While certainly not perfect, survey results support the notion that economic behavior concerning residential property affected by a LUST (and potentially other negative amenities) is generally consistent among many markets across the U.S. Thus, from this study of revealed preferences, demographic factors such as education and gender, income of potential buyers and age, and factors related to knowledge of contamination, are likely to be more important than local market conditions or states (as a proxy for macroeconomic conditions). The results of this research could be useful in adjusting case study results from other parts of the U.S. to specific locales where local data are insufficient.

Endnotes

1 Thanks to a JRER reviewer for these insights.

2 At least one author in each of the three studies citied in this paragraph is currently engaged as an opposing expert witness in petroleum litigation cases involving the senior author.

3 A list of potential home owners was provided by Intelligent Lookup Services. They are Maryland-based data vendor that provided calling lists for about half of the usable surveys. In addition to phone numbers, addresses, income categories and names, the calling lists included a potential homeowner category with a score. Those scored 7-9 were very likely to be a homeowner or a confirmed homeowner, based on survey data, location, mortgage and property tax records, U.S. census data, length of residence, address, and income, among other factors. Only these potential respondents were contacted. We believe that these potential homeowners are a reasonable representation of the population of homeowners with listed telephone numbers in the counties surveyed.

4 Except for the state of South Carolina, the counties were not randomly selected.

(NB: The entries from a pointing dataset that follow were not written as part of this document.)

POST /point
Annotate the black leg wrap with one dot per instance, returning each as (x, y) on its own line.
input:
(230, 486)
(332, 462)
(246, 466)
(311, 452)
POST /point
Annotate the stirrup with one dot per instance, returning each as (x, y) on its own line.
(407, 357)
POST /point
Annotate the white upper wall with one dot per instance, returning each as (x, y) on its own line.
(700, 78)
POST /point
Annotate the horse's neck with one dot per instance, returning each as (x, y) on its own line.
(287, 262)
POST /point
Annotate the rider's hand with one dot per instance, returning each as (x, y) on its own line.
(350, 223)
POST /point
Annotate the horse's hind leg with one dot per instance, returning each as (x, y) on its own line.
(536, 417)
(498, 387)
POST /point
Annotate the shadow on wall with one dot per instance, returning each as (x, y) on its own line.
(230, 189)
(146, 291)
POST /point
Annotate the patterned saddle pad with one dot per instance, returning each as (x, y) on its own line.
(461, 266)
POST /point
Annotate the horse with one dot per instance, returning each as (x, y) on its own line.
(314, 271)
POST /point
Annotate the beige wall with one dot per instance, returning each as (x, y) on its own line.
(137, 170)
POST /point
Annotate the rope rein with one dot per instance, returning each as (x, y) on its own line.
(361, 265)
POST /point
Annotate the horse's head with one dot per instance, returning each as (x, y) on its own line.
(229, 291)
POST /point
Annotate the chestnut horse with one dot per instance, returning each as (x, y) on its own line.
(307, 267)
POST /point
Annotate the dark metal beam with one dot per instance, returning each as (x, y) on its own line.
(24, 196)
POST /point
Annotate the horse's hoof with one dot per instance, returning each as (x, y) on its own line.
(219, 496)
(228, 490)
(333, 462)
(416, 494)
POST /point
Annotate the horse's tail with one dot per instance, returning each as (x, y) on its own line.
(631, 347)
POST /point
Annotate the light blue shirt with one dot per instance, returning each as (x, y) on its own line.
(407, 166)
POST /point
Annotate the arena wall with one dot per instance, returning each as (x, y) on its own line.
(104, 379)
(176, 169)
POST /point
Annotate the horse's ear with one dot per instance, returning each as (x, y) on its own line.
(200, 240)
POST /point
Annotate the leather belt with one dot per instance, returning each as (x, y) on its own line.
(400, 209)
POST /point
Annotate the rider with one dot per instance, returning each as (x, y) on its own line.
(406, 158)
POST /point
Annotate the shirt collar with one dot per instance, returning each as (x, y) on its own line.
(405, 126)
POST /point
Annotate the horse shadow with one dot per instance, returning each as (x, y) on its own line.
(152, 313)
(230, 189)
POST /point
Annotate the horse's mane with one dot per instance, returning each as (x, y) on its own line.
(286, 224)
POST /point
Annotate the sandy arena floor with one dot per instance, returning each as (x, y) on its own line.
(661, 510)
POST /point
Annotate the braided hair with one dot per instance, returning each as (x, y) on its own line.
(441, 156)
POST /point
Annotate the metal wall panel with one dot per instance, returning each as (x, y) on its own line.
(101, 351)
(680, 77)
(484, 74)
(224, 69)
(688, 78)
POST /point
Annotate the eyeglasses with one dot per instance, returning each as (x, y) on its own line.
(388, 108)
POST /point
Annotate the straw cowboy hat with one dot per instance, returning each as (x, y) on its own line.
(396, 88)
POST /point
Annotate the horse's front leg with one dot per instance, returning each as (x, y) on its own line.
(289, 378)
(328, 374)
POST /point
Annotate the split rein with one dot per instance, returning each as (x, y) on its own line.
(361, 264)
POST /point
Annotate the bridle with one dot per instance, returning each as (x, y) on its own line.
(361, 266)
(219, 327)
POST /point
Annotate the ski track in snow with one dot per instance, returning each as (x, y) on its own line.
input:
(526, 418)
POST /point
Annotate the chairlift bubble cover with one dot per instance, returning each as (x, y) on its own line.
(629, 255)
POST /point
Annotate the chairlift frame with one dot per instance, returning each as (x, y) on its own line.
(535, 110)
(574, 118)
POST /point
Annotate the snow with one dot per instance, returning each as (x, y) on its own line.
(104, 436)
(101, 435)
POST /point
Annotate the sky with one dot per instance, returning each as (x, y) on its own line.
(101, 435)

Typically 2-3 counties near the focal area adjacent to contamination were selected.

5 This is provided for comparison purposes only, and does not assert that the sample, as presented, was collected in such a way as to be representative of the population of U.S. homeowners.

6 For the sake of brevity, only the LUST scenario is included in this study. The other scenarios included PCBs, railroad tracks, a business park, a plant explosion, coal sludge, airborne chemical emissions, brownfields and a pipeline rupture with MTBE (a gasoline additive). If the other scenarios are of interest, please contact the authors.

7 Consider a property offered for sale for $1,000,000 by the seller. Four bids are made: $950,000, $900,000, $750,000 and $400,000. The average of these bids is $750,000. If asked what the likely sales price would be, the logical answer is the top bid of $950,000, rather than the average sales price of $750,000. The average sale price of the bidding pool (willingness to pay) has little bearing on final price because the lower bids only make the market price if the other bids drop out.

8 The marginal buyer approach is one way to deal with the hypothetical bias validity threat sometimes attributed to contingent valuation analysis. This approach recognizes unreasonably low "bottom-fisher" bids as outside the market, and removes them from the discounted price calculations. This also serves to narrow the gap often found between revealed preference studies using regression analysis and those based upon survey data.

9 We also tried running house value independently as a variable, but the multicollinearity with income was unacceptably high.

10 West Virginia was dropped because the number of bidders was too small to make meaningful comparisons. The data have been retained for the probit analysis.

11 Delaney and Timmons (1992) surveyed appraisers throughout the U.S. on the effect of high voltage overhead transmission lines on residential property values. Regional discounts around an average of 10% value loss for properties proximate to a high voltage overhead transmission line were as follows: Midwest -7.8%, West Coast -9.8%, South Central -0.6%, Rocky Mountains -10.9%, Southeast -10.7%, Mid Atlantic -10.9%, Plains -12.5% and New England -15.5%.